Ahora bien, que el malestar con la educación haya logrado involucrar una dimensión de derechos vigentes, incorpora como protagonista estelar a este teatro de conflictos el problema de la magnitud que alcanza la privatización de las condiciones de vida (educación, salud, pensiones, etc.) y, por tanto, el modelo subsidiario de Estado. La tensión entre una concepción de derechos sociales universales versus la subsidiariedad imperante remite, entonces, al tipo de derechos, de Estado y de ciudadanía que ha de tomar forma como respuesta a las demandas del Chile actual.

Las condiciones y modos de dominio de la transición lograron naturalizar, con efectividad, las concepciones restrictivas de derechos y el gasto social reducido y focalizado. No es que hubiese operado una defensa férrea de estas concepciones, simplemente no se sometieron a discusión alguna. Esa efectividad es lo que parece estar llegando hoy a su fin. En definitiva, la irrupción estudiantil es un reclamo por la superación del legado social y político de la dictadura y las ataduras que lo han estabilizado por más de 20 años.

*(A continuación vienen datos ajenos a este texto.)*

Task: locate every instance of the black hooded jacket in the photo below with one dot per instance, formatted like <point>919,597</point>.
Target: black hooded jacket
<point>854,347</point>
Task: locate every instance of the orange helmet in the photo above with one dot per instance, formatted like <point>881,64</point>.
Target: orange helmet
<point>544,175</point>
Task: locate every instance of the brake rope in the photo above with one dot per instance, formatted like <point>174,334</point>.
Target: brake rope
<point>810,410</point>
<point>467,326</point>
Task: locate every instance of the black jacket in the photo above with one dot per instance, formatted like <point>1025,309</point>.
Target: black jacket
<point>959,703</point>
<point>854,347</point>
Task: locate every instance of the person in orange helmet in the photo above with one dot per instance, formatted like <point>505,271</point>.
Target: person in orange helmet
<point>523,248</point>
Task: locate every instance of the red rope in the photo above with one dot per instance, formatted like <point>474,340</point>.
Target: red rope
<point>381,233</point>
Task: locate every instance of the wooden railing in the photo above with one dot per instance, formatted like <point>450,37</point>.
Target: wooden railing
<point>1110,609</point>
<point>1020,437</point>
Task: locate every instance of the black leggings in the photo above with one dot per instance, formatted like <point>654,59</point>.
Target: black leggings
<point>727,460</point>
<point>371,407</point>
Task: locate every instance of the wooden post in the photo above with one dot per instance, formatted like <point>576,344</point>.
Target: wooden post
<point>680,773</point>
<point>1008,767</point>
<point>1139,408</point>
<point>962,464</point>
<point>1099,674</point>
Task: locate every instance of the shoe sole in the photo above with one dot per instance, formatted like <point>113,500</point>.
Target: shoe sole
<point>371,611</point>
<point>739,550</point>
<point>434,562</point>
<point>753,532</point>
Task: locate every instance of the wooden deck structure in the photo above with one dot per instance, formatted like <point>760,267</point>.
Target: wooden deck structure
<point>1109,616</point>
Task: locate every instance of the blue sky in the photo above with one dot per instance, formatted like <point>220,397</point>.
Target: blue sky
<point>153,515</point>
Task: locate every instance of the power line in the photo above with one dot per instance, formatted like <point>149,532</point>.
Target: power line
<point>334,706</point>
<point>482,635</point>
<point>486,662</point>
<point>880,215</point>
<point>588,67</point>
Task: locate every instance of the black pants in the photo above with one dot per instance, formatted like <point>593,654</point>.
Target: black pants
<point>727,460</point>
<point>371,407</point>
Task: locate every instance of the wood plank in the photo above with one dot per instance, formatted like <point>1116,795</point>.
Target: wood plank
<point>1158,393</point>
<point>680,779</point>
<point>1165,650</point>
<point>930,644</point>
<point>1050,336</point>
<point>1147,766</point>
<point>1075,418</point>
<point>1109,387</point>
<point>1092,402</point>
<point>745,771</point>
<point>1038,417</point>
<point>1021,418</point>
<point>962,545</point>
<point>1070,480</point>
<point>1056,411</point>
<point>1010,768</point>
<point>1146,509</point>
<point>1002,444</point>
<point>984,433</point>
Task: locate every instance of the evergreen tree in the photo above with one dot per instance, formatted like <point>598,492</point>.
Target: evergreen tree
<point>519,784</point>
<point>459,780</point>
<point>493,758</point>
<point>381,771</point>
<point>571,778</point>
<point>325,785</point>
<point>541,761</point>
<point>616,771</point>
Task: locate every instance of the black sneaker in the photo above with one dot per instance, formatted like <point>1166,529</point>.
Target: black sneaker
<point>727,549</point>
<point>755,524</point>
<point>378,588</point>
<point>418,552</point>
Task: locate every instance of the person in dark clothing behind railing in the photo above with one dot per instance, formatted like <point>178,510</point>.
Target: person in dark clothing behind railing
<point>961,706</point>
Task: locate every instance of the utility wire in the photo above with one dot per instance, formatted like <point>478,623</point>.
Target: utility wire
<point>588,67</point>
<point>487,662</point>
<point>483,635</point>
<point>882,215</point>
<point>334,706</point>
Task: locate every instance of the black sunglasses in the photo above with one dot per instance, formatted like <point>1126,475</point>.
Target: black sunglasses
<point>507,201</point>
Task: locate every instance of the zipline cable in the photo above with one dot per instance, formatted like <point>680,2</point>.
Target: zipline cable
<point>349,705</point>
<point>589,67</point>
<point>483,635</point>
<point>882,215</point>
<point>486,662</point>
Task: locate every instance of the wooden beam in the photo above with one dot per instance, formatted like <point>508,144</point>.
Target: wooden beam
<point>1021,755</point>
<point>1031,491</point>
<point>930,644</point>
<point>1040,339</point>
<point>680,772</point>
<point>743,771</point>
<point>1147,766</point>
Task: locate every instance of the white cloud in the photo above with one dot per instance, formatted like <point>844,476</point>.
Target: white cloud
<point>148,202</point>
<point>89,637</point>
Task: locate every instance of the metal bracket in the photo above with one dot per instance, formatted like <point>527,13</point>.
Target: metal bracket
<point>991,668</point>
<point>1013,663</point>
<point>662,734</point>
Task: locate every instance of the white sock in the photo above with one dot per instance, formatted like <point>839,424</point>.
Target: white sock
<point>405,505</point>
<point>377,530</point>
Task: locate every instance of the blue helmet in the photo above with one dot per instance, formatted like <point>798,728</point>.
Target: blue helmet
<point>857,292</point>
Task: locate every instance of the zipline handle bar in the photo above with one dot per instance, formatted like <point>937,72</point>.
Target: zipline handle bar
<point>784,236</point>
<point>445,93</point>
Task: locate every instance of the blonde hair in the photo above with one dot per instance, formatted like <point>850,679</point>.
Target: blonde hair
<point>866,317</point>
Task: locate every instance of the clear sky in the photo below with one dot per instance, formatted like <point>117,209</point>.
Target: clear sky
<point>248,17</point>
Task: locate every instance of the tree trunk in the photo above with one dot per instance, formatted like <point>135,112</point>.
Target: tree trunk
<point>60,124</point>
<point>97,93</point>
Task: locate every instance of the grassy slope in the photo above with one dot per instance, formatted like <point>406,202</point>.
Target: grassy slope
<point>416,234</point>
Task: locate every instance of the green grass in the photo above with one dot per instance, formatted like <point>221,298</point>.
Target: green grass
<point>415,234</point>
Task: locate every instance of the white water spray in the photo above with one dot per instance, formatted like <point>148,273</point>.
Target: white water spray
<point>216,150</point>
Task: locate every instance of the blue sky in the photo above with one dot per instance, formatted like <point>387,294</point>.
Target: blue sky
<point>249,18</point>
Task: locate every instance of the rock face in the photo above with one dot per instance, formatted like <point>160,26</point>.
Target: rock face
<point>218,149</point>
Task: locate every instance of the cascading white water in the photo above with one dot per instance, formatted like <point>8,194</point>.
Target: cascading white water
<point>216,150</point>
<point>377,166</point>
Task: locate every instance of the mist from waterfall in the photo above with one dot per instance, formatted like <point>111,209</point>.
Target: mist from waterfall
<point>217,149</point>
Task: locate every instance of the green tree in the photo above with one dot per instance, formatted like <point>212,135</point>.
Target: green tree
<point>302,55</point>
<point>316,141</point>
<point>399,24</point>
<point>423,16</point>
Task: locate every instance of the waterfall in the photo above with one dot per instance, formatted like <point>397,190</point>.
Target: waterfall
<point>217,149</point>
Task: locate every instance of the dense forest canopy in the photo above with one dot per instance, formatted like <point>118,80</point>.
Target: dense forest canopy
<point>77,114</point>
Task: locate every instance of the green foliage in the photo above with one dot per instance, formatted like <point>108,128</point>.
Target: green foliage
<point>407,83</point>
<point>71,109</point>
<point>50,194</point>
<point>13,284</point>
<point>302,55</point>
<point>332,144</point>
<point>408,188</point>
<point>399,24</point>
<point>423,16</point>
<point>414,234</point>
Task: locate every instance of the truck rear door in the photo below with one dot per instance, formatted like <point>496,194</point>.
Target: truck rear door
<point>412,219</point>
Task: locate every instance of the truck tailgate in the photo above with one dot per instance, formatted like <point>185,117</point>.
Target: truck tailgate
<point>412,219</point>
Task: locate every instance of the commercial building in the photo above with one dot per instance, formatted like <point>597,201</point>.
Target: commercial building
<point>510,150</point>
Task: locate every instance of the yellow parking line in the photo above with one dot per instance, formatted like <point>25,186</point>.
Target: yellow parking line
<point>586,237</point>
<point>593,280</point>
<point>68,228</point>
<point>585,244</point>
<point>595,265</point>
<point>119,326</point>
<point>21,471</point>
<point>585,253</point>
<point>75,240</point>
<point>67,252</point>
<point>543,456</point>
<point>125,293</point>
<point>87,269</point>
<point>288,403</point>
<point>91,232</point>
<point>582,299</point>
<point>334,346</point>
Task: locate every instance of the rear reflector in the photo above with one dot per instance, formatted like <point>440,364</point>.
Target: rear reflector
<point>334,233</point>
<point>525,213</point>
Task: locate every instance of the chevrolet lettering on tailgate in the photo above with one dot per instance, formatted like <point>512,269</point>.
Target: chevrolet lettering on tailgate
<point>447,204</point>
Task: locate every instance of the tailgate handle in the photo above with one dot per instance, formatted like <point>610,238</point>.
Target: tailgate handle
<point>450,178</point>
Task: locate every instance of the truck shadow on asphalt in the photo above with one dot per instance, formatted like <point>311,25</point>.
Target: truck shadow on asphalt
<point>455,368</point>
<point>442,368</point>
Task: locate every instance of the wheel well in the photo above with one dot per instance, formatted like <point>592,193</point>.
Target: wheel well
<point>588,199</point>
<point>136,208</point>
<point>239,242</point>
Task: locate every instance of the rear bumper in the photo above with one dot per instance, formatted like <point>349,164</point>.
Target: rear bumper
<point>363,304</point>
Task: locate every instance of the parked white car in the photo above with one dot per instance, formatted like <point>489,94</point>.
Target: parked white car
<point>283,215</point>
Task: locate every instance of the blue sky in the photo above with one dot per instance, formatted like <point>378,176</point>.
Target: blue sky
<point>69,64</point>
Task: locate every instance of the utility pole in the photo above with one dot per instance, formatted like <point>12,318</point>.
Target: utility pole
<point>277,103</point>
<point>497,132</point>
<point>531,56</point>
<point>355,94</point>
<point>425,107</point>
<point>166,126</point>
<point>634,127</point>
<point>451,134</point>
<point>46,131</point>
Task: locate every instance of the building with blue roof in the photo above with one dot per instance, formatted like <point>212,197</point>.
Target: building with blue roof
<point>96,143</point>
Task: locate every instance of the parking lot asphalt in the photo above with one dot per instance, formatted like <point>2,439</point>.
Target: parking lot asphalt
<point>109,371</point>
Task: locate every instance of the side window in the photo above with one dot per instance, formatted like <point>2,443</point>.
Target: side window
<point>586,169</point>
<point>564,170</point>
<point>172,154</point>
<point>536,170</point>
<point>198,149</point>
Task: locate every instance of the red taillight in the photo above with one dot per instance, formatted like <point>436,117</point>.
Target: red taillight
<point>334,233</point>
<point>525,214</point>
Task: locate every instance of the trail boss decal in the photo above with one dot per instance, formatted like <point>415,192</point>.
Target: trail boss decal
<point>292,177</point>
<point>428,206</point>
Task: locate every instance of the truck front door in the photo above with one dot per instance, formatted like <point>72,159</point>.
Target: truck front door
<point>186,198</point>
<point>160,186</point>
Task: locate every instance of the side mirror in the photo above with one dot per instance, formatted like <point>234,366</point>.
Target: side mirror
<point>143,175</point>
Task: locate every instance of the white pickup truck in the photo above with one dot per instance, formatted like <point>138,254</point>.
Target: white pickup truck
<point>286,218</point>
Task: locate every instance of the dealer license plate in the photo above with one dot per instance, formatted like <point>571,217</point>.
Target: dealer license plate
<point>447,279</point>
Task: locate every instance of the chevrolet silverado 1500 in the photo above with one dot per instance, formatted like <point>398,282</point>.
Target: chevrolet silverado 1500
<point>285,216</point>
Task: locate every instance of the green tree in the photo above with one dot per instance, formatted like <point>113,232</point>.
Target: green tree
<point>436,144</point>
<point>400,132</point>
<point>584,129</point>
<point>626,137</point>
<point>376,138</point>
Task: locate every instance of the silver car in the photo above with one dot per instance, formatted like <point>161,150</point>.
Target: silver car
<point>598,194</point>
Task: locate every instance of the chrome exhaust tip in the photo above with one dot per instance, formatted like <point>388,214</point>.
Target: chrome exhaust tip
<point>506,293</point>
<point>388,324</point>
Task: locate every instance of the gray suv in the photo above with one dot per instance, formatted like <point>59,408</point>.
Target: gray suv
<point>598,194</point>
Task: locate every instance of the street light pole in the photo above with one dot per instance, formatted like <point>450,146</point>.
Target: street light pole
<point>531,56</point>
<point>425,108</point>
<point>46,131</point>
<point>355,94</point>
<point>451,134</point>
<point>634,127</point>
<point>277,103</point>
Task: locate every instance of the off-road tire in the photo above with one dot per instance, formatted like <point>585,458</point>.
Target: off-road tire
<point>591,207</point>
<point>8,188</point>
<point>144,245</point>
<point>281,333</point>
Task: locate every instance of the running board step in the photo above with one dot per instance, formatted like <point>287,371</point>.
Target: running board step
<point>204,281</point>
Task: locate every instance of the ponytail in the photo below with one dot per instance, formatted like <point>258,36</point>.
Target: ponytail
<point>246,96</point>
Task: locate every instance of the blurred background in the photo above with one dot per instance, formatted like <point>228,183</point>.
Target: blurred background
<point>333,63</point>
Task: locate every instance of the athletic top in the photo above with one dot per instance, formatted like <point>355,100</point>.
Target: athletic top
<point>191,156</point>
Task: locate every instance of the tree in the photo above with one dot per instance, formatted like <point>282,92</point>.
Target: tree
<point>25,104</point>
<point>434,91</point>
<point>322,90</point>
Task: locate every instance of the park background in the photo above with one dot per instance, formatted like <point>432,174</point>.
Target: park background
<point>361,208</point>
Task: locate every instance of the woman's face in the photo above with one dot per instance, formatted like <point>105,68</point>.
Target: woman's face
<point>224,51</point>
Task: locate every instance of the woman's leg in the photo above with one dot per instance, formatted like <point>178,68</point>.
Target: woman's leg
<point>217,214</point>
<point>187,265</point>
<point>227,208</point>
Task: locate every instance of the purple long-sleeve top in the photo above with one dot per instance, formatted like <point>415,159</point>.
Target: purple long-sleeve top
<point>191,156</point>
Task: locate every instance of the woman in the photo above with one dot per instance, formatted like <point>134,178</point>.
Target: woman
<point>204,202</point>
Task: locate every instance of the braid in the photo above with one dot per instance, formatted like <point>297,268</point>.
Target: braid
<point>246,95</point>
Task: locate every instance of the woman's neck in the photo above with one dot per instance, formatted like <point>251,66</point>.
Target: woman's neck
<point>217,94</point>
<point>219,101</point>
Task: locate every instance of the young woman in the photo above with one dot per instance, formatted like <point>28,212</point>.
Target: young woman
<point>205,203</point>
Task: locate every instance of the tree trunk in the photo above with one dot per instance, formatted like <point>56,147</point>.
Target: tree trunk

La posibilidad entonces de abrir el tránsito hacia un nuevo capítulo en nuestra historia pasa por enfrentar ese desafío, evitando el cerco a la conflictividad desde los términos tecnocráticos y corporativos usuales en las pasadas administraciones concertacionistas. La interpelación que plantea a la política alude a la necesidad de revisar críticamente lo obrado durante la transición. No sólo las perversiones asociadas al modelo de Estado vigente, sino a su corazón: su carácter subsidiario y antipopular. A la luz del comportamiento reciente del sistema de partidos, cabe preguntarse si acaso está la esfera política en sintonía con tamaño desafío.

Consumida en pugnas por falsas cuotas de poder, en una suerte de espectáculo sinsentido de póker por el póker, la política sigue sobrepasada por una variopinta andanada de protestas sociales que develan su condición de cáscara vacía. Es cierto que la atraviesan intentos de reorganización, pero parecen más espurios que sustantivos. Los esfuerzos genuinos por articular una nueva mayoría social y política no pueden ser consumidos por la dinámica de las carreras personales, carentes de proyecto, y la improvisación de coaliciones de papel y discursos de ocasión.

En el claroscuro entre el viejo mundo que no termina de morir y el nuevo que no termina de nacer surgen los monstruos. Engendros capaces de robar la vida de lo nuevo para extender la de lo viejo. La emergencia del nuevo ciclo no será de corto andar, menos de duración posible de prescribir. Pero nada tendrá de nuevo si no incluye los intereses sociales excluidos, desafío inabordable sin reimaginar una izquierda para el Chile del siglo XXI, rejuvenecida, que se apropie de los cambios sociales ocurridos y con vocación de mayorías. Tal es el desafío que abre la epopeya de los jóvenes. En ello se juegan las posibilidades de avance o retroceso histórico.

Menospreciar la importancia de este imperativo o creerlo innecesario puede significar que se presupone suficiente la capacidad de la alicaída izquierda existente para derrumbar las murallas de la transición o que se delega esa tarea en los propios artífices de las mismas. Volver realidad el nuevo tipo de derechos, de Estado y de ciudadanía que reclama el Chile actual requiere una fuerza social y política comprometida con ello por auténtica convicción, de vocación siempre transformadora.

Re imaginar y construir izquierda para un nuevo ciclo de luchas populares es una tarea ineludible. Es responsabilidad impostergable de todos quienes se niegan a que las fuerzas sociales hoy activas terminen reducidas a bases de sustentación de una extensión de la vieja política. Es tarea prioritaria de todos quienes buscamos conducir la irrupción del malestar a la apertura de un ciclo que ponga en el centro los anhelos populares, que esté a la altura de los desafíos y sueños planteados por la rebeldía refrescante de nuestra juventud.